Question

Sketch the curve represented by the vectorvalued function and give the orientation of the curve. \(\mathbf{r}(t)=\langle\cos t+t \sin t, \sin t-t \cos t, t\rangle\)

Short answer

The curve represented by the vector-valued function \(\mathbf{r}(t)=\langle\cos t+t \sin t, \sin t-t \cos t, t\rangle\) has an orientation upwards along the \(z\)-axis once it's sketched onto a 3D space.

Step-by-step solution

Understand the Vector-Valued Function

Given, the vector-valued function is \(\mathbf{r}(t)=\langle\cos t+t \sin t, \sin t-t \cos t, t\rangle\). In a vector-valued function, each scalar component is a function of the same variable, in this case, \(t\). Thus, this vector function represents a curve in three-dimensional space as \(t\) varies.

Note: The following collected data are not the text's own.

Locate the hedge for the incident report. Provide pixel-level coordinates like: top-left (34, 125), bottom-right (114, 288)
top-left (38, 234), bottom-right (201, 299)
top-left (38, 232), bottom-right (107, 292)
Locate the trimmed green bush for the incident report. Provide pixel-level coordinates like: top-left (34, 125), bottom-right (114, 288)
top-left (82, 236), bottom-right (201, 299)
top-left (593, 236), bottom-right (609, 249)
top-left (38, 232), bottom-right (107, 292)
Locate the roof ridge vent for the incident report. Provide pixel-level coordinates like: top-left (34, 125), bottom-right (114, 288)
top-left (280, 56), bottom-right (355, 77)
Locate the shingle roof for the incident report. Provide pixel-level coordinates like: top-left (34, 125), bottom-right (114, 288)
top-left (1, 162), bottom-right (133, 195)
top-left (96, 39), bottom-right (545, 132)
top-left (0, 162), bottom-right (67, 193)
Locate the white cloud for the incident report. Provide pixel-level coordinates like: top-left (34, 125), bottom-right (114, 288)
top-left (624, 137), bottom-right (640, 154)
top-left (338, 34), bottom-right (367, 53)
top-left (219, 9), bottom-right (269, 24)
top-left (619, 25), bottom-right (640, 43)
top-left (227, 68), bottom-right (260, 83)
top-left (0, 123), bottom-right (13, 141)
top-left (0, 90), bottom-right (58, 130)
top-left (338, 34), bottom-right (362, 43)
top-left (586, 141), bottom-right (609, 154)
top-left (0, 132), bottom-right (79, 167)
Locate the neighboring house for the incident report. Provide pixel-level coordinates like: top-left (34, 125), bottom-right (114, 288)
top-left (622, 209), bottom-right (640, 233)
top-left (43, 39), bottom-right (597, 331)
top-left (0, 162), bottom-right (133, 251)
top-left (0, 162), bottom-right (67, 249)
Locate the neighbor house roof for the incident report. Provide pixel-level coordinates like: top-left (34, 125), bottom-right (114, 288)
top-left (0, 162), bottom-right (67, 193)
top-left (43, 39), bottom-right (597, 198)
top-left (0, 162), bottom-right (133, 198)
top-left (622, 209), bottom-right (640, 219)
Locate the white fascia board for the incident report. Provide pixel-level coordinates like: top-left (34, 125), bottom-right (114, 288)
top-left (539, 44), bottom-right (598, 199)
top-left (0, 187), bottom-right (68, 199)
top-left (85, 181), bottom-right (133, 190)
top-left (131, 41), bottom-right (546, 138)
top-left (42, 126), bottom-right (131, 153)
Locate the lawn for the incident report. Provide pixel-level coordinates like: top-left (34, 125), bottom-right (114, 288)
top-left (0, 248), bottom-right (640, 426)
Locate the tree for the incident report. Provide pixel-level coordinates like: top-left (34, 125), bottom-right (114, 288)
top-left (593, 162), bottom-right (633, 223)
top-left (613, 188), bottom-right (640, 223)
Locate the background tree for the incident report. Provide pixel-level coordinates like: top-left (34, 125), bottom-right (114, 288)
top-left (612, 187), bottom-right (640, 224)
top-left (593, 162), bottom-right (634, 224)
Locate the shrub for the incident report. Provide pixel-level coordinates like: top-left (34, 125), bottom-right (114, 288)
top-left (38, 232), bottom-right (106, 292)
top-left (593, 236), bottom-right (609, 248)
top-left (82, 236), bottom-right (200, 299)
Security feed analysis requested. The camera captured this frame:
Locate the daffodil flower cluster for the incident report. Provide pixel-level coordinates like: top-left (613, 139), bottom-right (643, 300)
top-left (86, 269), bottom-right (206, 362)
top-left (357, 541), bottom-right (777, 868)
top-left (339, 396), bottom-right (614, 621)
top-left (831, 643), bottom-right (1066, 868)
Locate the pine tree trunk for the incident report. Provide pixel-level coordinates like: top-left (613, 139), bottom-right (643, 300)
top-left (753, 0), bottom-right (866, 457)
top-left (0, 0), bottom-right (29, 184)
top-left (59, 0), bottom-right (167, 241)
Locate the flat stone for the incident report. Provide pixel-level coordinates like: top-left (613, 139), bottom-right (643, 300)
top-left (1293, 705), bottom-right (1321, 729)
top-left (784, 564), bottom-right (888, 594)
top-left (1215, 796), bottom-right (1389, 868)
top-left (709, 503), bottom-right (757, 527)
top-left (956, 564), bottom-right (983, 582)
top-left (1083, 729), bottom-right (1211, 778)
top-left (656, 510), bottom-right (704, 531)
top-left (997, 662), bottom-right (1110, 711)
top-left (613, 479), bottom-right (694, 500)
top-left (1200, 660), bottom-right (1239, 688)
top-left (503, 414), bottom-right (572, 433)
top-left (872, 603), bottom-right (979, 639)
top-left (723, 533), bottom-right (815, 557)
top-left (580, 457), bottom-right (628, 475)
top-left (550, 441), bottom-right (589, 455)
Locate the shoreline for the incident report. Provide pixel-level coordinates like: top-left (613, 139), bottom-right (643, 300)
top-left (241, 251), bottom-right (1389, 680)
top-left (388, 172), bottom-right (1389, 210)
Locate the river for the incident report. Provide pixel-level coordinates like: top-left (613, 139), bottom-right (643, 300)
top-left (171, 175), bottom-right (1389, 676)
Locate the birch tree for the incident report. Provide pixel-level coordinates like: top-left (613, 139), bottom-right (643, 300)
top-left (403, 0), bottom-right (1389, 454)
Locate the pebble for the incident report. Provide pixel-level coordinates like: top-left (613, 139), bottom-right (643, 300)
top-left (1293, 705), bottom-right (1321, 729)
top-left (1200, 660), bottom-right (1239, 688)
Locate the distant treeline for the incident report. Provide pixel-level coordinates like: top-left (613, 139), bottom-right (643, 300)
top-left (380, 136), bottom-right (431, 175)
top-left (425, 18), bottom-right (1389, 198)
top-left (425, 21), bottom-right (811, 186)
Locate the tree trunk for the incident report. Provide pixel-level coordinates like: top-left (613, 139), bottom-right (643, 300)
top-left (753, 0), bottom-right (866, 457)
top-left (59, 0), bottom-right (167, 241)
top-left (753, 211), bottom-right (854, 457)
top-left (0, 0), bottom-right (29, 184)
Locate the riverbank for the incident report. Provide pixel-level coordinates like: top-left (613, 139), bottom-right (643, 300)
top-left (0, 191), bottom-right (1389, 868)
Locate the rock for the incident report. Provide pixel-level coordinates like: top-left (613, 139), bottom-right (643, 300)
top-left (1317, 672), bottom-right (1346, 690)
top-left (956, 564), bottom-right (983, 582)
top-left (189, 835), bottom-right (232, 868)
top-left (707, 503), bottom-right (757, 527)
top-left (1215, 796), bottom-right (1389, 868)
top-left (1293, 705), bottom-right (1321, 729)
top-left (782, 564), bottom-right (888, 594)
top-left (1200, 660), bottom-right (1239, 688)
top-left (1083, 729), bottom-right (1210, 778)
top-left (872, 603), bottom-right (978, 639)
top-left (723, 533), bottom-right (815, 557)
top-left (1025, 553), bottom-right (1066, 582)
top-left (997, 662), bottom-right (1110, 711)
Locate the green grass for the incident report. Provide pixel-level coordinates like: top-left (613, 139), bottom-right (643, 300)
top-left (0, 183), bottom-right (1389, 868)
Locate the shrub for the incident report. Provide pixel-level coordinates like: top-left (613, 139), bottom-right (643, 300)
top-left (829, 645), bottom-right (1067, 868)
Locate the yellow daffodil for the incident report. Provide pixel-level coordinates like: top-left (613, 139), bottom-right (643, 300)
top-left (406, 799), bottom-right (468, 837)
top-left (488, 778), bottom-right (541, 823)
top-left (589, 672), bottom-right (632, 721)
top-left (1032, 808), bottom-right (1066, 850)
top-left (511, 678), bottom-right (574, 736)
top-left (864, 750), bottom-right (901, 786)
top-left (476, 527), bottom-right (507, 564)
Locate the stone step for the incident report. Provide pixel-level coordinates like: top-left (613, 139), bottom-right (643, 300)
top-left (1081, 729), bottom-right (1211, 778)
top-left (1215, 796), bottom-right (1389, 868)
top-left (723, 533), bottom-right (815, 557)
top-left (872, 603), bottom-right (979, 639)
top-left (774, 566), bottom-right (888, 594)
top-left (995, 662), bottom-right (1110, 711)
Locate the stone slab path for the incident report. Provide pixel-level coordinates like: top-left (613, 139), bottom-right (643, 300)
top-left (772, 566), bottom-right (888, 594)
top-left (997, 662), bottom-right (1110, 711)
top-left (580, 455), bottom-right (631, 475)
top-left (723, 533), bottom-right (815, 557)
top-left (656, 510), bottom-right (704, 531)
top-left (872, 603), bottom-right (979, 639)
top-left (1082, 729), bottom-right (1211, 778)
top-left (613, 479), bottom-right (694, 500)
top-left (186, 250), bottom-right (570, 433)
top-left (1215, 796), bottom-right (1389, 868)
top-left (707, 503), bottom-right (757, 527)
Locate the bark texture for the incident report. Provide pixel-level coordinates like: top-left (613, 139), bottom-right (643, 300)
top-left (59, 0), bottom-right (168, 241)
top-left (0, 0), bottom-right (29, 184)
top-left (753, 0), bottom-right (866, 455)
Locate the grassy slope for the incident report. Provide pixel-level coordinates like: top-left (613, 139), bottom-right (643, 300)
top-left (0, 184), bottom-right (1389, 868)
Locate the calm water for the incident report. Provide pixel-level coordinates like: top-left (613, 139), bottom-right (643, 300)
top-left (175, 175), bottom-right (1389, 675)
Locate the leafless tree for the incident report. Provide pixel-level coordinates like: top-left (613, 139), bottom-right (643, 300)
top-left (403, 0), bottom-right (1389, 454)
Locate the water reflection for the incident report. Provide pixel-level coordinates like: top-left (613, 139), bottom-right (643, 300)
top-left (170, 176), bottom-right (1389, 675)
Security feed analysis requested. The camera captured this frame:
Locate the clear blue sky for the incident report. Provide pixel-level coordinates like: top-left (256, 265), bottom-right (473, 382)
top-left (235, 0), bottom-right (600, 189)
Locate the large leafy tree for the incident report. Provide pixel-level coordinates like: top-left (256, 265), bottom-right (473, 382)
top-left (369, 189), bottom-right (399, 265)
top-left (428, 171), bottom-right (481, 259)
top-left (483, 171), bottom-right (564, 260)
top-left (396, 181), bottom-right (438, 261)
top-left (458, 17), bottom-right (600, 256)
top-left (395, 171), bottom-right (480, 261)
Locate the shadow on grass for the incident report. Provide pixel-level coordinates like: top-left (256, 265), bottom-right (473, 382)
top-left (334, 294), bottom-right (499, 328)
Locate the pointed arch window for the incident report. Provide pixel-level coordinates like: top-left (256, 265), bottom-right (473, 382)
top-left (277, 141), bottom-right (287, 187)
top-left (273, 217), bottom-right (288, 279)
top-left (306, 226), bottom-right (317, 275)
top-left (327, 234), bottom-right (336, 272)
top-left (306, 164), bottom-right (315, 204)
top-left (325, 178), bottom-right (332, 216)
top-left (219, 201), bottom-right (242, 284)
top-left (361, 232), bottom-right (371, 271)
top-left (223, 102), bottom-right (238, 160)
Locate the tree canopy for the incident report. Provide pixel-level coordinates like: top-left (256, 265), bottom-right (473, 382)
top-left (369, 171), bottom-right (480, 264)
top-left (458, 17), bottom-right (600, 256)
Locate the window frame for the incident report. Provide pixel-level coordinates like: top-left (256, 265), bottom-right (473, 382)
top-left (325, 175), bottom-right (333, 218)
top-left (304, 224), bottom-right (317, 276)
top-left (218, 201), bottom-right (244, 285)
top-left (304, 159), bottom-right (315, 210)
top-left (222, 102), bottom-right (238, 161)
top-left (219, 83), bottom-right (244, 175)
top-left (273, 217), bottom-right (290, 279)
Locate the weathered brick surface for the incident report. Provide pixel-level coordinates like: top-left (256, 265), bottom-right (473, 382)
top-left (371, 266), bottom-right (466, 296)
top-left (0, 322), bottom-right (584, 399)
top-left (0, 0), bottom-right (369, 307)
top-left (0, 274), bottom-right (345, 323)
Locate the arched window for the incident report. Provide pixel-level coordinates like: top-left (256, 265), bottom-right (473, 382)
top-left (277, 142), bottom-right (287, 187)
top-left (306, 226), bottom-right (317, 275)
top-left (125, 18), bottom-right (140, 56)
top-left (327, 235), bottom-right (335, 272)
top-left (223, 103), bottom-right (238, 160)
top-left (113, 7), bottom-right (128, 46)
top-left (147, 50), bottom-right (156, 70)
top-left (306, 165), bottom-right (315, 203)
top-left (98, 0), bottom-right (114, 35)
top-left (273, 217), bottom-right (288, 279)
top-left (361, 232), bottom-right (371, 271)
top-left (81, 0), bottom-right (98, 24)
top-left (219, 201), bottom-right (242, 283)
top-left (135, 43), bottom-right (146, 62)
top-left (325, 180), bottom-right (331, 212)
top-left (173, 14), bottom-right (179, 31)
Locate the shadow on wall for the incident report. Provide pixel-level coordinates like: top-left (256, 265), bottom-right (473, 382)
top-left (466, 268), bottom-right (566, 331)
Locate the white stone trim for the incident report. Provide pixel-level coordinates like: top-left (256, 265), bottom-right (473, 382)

Convert it into a Parametric Form

The vector-valued function can be transformed into a set of parametric equations, where \(x\), \(y\), and \(z\) are all functions of \(t\). The given vector-valued function can therefore be written as: \(x = \cos t+t \sin t\), \(y = \sin t-t \cos t\) and \(z = t\).

Visualize and Define the Orientation

Once we have the parametric equations, we can sketch the function in a 3D plot. The orientation of the curve is defined by the direction in which \(t\) increases. By observing how the values of \(x\), \(y\), and \(z\) change as \(t\) increases, we can define the orientation of the curve. In this case, as \(t\) increases, \(x\) and \(y\) perform oscillating behaviors due to the sinusoidal components, while \(z\) increases linearly with \(t\), so we can say the orientation of the curve is upwards along the \(z\)-axis.